Lately I’ve been experiencing a lot of fear around missing out on people and things. You know, “FOMO.” Something I’ve never really had in my life before. But as I begin to transition into what’s next and level up in all areas of my life… the fear of missing out has been strangely intense at times.
You see, life’s been calling me to step it up lately. To play a very different game with new people and challenges… and to walk away from all that’s known, comfortable, and familiar. It’s caused me to turn my attention towards a totally new and different path. A path that’s already taken me into new experiences, a new business model, and a whole new tribe.
But what about this life I’ve built?
What about the community that’s held me for so long?
And what about the body of work I fought so hard to create?
“I think it’s grief,” a soul sister said to me recently. “You’re grieving the life you’re leaving behind and the person you used to be inside of it.”

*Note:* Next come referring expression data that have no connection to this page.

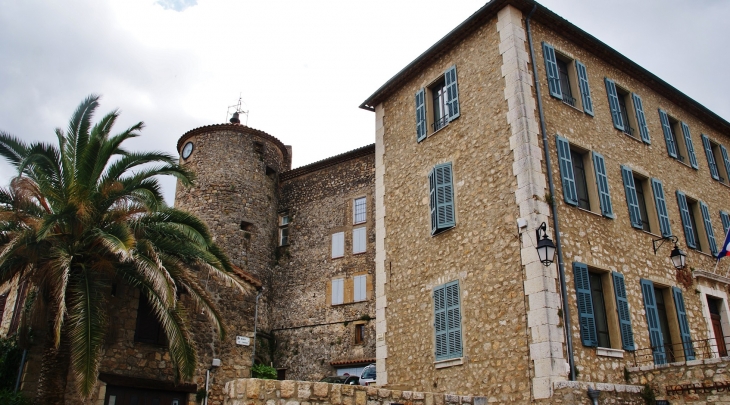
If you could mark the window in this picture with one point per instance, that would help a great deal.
(442, 100)
(359, 210)
(441, 190)
(338, 244)
(603, 309)
(359, 240)
(360, 293)
(447, 321)
(567, 78)
(684, 150)
(582, 187)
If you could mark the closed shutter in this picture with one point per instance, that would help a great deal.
(566, 171)
(641, 118)
(689, 145)
(551, 67)
(421, 115)
(613, 103)
(661, 207)
(622, 308)
(708, 228)
(689, 353)
(585, 90)
(689, 235)
(668, 138)
(710, 157)
(452, 93)
(604, 194)
(586, 318)
(652, 320)
(632, 200)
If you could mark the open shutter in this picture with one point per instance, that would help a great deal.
(618, 121)
(586, 318)
(710, 157)
(661, 207)
(632, 200)
(604, 194)
(452, 93)
(690, 146)
(689, 353)
(566, 171)
(652, 320)
(585, 91)
(551, 67)
(439, 323)
(708, 228)
(671, 147)
(421, 115)
(624, 315)
(641, 118)
(689, 235)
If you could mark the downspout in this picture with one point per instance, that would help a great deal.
(553, 205)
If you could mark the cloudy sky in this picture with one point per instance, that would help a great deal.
(302, 68)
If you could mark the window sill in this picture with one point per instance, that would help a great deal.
(448, 362)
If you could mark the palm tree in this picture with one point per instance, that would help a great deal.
(85, 212)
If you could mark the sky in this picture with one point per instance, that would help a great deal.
(301, 68)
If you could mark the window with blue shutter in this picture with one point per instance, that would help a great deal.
(551, 67)
(585, 90)
(689, 234)
(566, 171)
(661, 207)
(641, 118)
(689, 353)
(442, 198)
(622, 308)
(710, 157)
(421, 126)
(632, 200)
(613, 103)
(652, 320)
(708, 228)
(668, 136)
(604, 194)
(447, 321)
(586, 318)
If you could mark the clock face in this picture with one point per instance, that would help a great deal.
(187, 150)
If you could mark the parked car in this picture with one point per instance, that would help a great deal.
(367, 376)
(342, 379)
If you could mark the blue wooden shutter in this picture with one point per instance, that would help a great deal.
(690, 147)
(661, 207)
(452, 94)
(604, 194)
(710, 157)
(453, 319)
(632, 200)
(585, 90)
(671, 147)
(439, 321)
(652, 320)
(689, 352)
(624, 315)
(708, 228)
(566, 171)
(421, 115)
(689, 235)
(586, 318)
(641, 118)
(618, 121)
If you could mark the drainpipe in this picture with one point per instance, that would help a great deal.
(553, 205)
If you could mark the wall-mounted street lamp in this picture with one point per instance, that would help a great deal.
(679, 258)
(545, 246)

“YES,” I responded, “that’s so true.”
Fear of having to start over or begin again. Fear of failure when there’s so much new you have to learn. And when your grief stems from a place of letting go… it comes with a lot of fear of missing out. Because when you’re asked to walk a new path that carries you away from what’s familiar, from those who’ve kept you safe and loved and happy, it’s terrifying to think about your known, comfortable life and community continuing on without you.
Until you learn to keep facing forward.
To not look back longingly at what used to be.
And to stop focusing on all that you’ve left behind.
My heart leapt as his words landed.
Because he was so right.
I closed my eyes and imagined what that meant. Pouring myself into my writing, my art, my new passion for photography. Traveling and exploring and meeting adventurous, kindred souls along the way. People as free spirited and spontaneous as me. Experiencing so much of what life and living in this world has to offer. Building this new body of work that creates the change and impact I desire to make. More living and laughing and loving with people who see me fully, who love me for exactly who I am. More depth of connection, conversations about everything and nothing all at once… under the stars, around campfires, in new spaces. And more nature. So much more nature.
Just like that, the fear vanished.
Because my heart was happy and my soul felt full.
Just at the thought of feeding that part that’s coming alive.
And the doing? The actual feeding of the part that’s coming alive? Meeting new people and having new experiences? Pouring myself into the work?
Well… that feels even better than the thinking about it.
It’s shifted so much for me, so quickly.
So, don’t feed the wounding or the fear.
Keep facing forward and stop focusing on what you’ve left behind.
Feed the part of you that’s coming alive.